Work and Publications:


The Formula for Success as a Photographer:

  •       – Really think about light and composition – It is ALL about light. Think about the edges of your frame, color and timing.
  •       – Big projects take a lot of time – Think through access issues, plan appropriately. The weather, other people and events
    beyond your control will not cooperate
  •       – Separate the technology from the creative — Practice, practice, practice. Learn the equipment so well that it becomes
    second nature. You can then focus your attention (and anxiety) on the creative.

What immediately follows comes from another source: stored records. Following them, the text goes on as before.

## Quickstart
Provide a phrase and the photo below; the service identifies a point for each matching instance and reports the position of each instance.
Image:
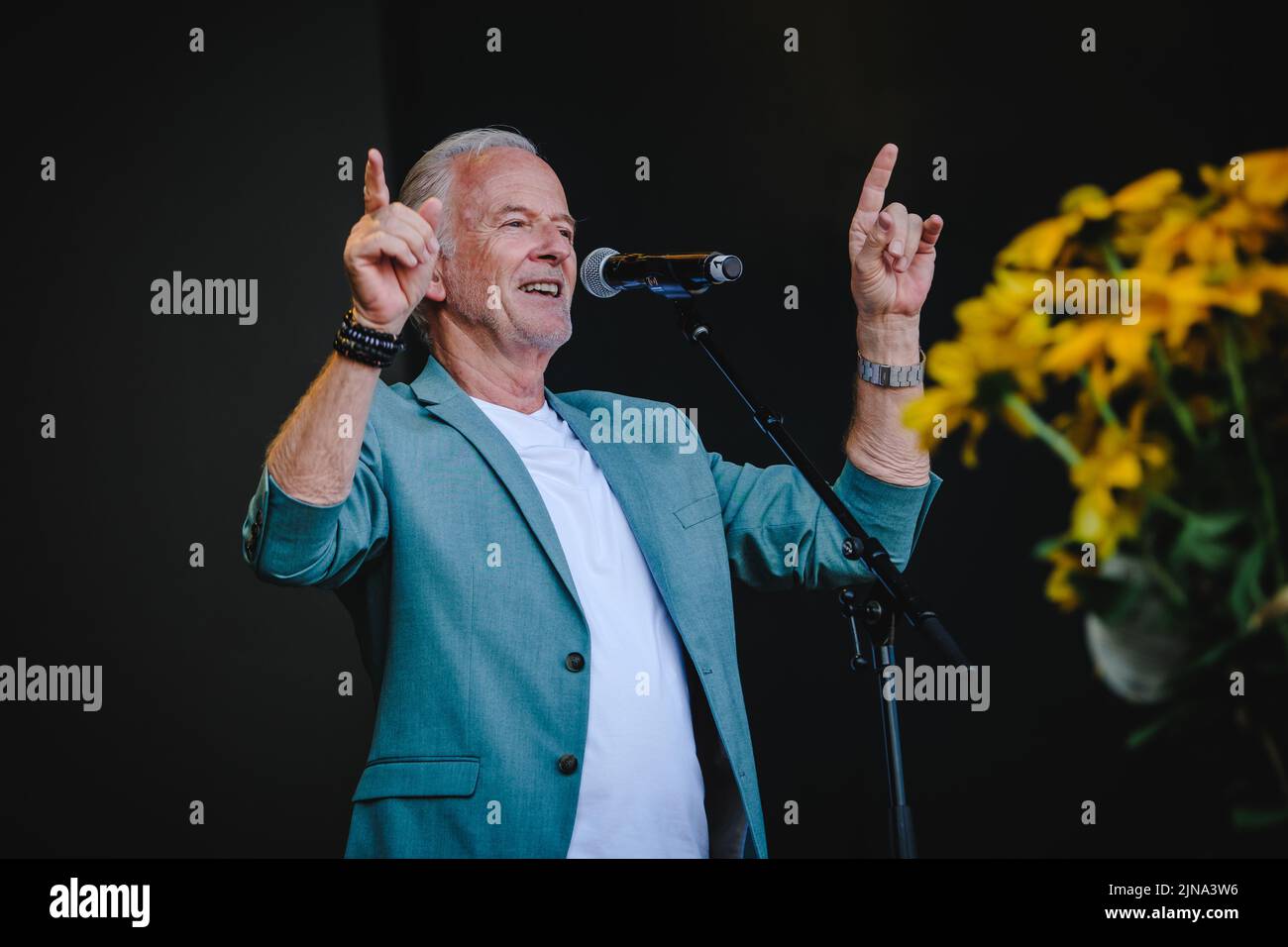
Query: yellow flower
(1087, 200)
(1037, 247)
(1000, 334)
(1057, 586)
(1089, 339)
(1117, 462)
(1149, 192)
(1265, 178)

  •       – Develop skills to talk to people – You need to convince and comfort people when taking photos. You need to be
    comfortable yourself.
  •      – Manage the scene — Learn to handle people, the space and the light, work them into your vision. Do not be intimidated. Do not be passive. A photographer has a great deal of control over the particulars of how an assignment will work without crossing ethical boundaries or pro standards
  •       – Think Post-production — The image in the camera is a rough draft. Envision the final project and how you will get it there
    in post. Image how your image might work with text (on it) or along with other graphic elements on a page. This may influence how you shoot.
  •       – Develop solid workflow – organize your material to be consistent from project to project. Be realistic about
    post-production time
  •       – Do the work – Just shoot. Don’t blow it off. Do not over intellectualize your idea. You will refine it through the trial and
    error of the shooting process.
  •       – Borrow/recombine – Photography is problem solving. Learn from how others solved similar problems.